TALKSDara Calleary, pictured here speaking to RTÉ after his re-election back in February, feels a new Government is needed sooner rather than later to help make important decisons regarding the Covid-19 crisis. He is part of the FIanna Fáil team currently involved in negotiations. Pic: Michael McLaughlin


Dara Calleary

The sheer scale and speed of the Covid-19 crisis is difficult to grasp. The statistics seem to fail to capture a health, social and economic catastrophe that reaches into every home in our country and has affected each of us on a very personal level. The mounting loss of life - nearly 1500 of our fellow citizens have lost their lives to date is a stark illustration of the devastating impact of Covid-19.
All the while as families struggle to stay safe in lockdown, many of their livelihoods are in jeopardy from an economy in freefall. 1.1 million people are on some form of state support, our hospitality and retail industry are effectively shuttered, construction sites have been silent, farm incomes are under renewed pressure, business revenues have plummeted and a quarter of businesses have pulled down the shutter, many deeply uncertain about opening again. In Mayo alone over 16,300 people who were going out to work at the beginning of March are now are surviving on the pandemic unemployment payment. That’s thousands of homes that seen their income fall and the futures clouded in uncertainty.
Supports have been announced. However, some of those-like the €2 billion credit guarantee scheme and €2 billion of tax deferrals will not be possible to implement without political parties taking responsibility. Businesses struggling to keep their heads above the rising waters that need supports today to keep their staff employed or keep the hope of re-opening alive will have to wait until a government is formed to get many of them.

In Mayo, we are particularly vulnerable to this economic crisis. Key sectors such as tourism, hospitality, retail and agriculture that support so many jobs across the region will need sustained support to get up and running again. SMEs, the backbone of the Irish economy employing over half of all workers are particularly important in rural counties. These enterprises are struggling with cash flow and will need help to chart a route out of the economic morass once, the crisis has passed. These businesses struggles will put the finances of Mayo County Council under further pressure.
Political leadership is urgently necessary to set out and implement a National Recovery Plan for the whole country.
We have endured this crisis as a country through shared effort and a deep sense of commitment to our families and communities. For many it has meant enduring social distancing from loved ones while for others it has meant working on the frontline of our hospitals.  It has showed the best of us as a nation. To move forward through the coming stages we will need to show that same kind of collective effort and shared responsibility at a political level.

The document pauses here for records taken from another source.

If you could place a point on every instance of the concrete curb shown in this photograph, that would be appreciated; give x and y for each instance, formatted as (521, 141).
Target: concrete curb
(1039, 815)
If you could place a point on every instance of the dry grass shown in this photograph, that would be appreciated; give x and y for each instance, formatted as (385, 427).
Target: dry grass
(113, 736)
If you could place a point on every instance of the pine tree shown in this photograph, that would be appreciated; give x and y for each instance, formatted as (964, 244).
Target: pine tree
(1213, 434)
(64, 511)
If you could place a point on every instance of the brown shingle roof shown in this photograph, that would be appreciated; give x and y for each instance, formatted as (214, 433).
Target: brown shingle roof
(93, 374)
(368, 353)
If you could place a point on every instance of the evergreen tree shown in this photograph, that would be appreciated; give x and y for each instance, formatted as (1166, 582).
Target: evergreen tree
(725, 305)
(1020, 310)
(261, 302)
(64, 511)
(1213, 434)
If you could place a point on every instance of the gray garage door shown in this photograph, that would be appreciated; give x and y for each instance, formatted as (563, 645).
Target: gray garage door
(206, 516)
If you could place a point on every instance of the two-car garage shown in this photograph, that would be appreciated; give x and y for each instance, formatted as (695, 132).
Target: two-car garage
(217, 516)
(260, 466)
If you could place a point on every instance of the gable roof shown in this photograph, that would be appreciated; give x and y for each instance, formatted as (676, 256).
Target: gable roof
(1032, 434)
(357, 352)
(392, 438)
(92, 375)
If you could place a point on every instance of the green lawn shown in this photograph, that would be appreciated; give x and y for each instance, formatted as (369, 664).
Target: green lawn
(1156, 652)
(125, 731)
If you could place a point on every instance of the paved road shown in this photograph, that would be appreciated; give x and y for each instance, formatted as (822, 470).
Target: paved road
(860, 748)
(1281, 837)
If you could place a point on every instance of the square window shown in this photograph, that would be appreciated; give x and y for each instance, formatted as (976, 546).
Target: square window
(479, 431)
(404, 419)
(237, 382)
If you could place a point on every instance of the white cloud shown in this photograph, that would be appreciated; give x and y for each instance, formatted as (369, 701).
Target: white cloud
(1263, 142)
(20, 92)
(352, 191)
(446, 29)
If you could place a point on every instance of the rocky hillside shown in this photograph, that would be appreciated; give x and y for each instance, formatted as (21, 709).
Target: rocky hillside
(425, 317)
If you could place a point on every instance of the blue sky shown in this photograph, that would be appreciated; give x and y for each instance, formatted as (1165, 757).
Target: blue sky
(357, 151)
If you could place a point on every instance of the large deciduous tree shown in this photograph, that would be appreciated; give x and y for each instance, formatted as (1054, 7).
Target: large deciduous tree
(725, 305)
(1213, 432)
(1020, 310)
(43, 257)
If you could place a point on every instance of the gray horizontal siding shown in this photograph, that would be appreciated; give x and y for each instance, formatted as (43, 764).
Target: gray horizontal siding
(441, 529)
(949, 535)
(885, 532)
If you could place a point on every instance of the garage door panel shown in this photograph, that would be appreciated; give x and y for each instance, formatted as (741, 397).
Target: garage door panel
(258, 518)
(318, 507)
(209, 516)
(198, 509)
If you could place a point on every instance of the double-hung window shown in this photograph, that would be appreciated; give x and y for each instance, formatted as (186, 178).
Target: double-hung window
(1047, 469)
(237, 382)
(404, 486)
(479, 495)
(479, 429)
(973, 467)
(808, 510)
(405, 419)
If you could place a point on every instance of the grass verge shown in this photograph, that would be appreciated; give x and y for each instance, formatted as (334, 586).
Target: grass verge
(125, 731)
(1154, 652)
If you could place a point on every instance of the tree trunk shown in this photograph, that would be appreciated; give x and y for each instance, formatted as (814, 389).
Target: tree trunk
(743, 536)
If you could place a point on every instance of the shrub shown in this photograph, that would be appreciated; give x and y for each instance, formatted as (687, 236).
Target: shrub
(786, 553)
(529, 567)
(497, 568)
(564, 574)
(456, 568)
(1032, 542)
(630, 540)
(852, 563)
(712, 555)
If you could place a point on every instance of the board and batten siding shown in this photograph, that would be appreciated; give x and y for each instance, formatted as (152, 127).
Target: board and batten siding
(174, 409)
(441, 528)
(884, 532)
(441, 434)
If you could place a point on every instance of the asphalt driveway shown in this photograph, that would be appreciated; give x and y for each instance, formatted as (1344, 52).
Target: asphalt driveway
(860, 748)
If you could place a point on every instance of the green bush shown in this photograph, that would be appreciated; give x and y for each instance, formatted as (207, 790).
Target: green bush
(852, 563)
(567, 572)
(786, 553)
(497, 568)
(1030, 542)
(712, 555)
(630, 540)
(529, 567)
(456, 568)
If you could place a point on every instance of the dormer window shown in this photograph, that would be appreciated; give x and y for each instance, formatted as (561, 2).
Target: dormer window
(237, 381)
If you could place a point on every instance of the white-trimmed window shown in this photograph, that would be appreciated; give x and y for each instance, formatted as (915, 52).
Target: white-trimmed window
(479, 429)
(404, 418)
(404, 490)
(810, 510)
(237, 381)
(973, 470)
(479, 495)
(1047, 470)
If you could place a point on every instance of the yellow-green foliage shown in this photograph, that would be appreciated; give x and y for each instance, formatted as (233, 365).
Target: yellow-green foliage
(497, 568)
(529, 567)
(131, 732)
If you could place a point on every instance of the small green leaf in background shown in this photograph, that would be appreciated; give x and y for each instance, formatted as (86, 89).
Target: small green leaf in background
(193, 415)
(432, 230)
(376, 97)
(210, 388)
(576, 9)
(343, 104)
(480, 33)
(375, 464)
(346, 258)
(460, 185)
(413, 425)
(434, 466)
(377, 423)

We need a government that will pass legislation to provide vital supports to businesses and communities and set out a road map to economic and social recovery. We need a government that will invest in public services and ensure a balanced regional recovery that benefits all parts of our country. The current talks on a Programme for Government are aimed at delivering such an ambition.
There are difficult decisions ahead for any party that decides to go into government. For my party, Fianna Fáil it will mean hard choices to work with parties that we have rightly disagreed with over many issues in the past. Understandably our supporters and members are concerned about the compromises this will involve. However, our island faces one of its biggest ever challenges. Fianna Fáil will play it part in responding to that challenge.

Ballina native Dara Calleary, TD, is the Deputy Leader of Fianna Fáil.